From Company Field Tests to Your Backyard
Soon after the Fourth of July celebrations, George Ball, president of the W. Atlee Burpee Seed Company, sits down with his top breeders and the company's all-important "seed finals" will begin.
At that day-long meeting the lengthy list of candidates is whittled down to the 30 or so cultivars that will be included in the "new offerings" section of the following spring's catalog. The meeting also marks the official start of Burpee's "catalog season" - the several weeks in which text is written, illustrations selected, and the general design and layout takes place.
What happens at Burpee is duplicated in one way or another at other mail-order seed and nursery-stock companies around the United States.
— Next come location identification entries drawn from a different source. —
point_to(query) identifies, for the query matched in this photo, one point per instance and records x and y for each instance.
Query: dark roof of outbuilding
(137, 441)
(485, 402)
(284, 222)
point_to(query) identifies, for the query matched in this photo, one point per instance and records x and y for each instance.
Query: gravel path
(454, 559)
At the Orono, Maine, headquarters of Rob Johnstone's Johnny's Selected Seeds, catalog production is a major summertime activity; the Connecticut-based White Flower Farm, supplier of perennials, has its first catalog production meeting in early March.
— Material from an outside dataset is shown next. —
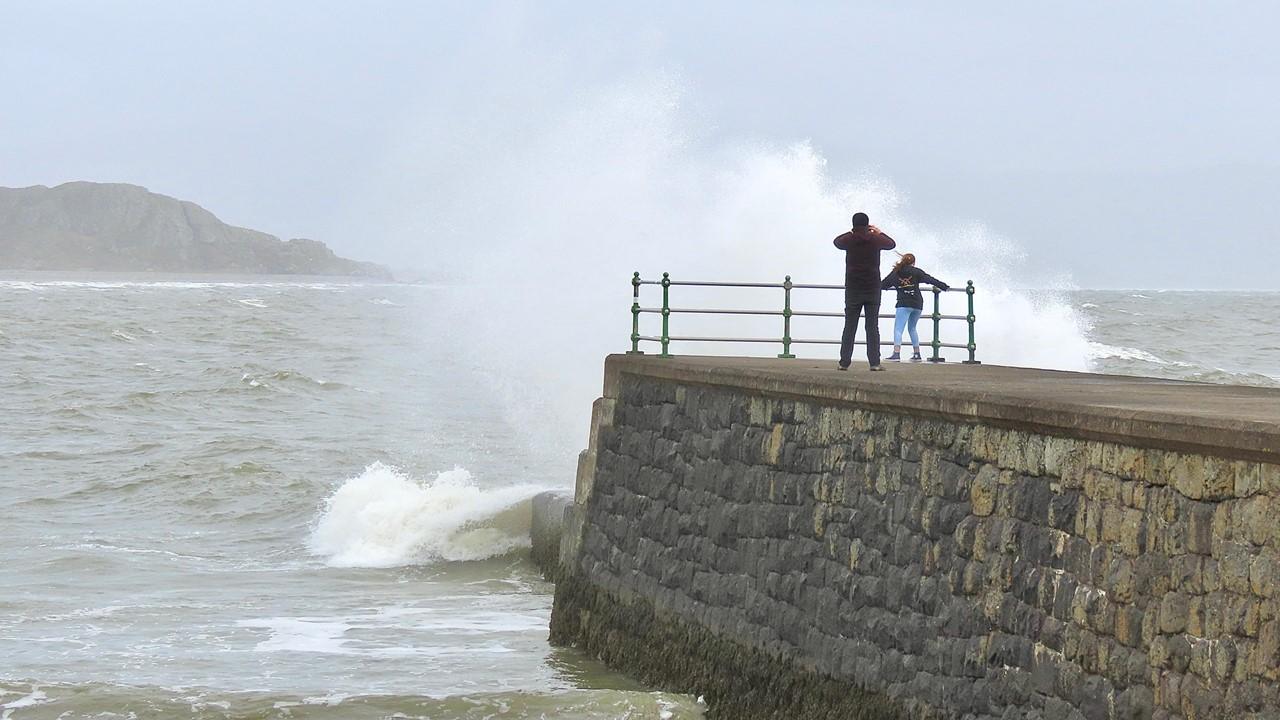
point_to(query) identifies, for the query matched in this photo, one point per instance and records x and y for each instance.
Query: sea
(252, 497)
But trials and testing of new lines generally go on for three and sometimes more seasons before they finally make it into print.
Mr. Johnstone, whose 1996 catalog cover proclaims 150 new items, says new lines are a must. "There's something seductive about newness," he notes.
According to Mr. Ball, new products "promise excitement," and every new catalog has to excite the gardener. For the same reason, White Flower Farm strives every year for 15 percent new lines in its 800-item catalog, according to Steve Frowine, vice president of horticulture.
According to the Mail-Order Gardening Association (Wash.), gross income from orders of seeds, bulbs, and plants is usually in excess of $395 million, and the average order totals about $41.
Looking to the future, companies like Ferry-Morse see possibilities in electronic marketing. Already, with paper prices soaring and mailing costs on the rise, it's cheaper to produce a catalog on CD-ROM. It's even less expensive to mail.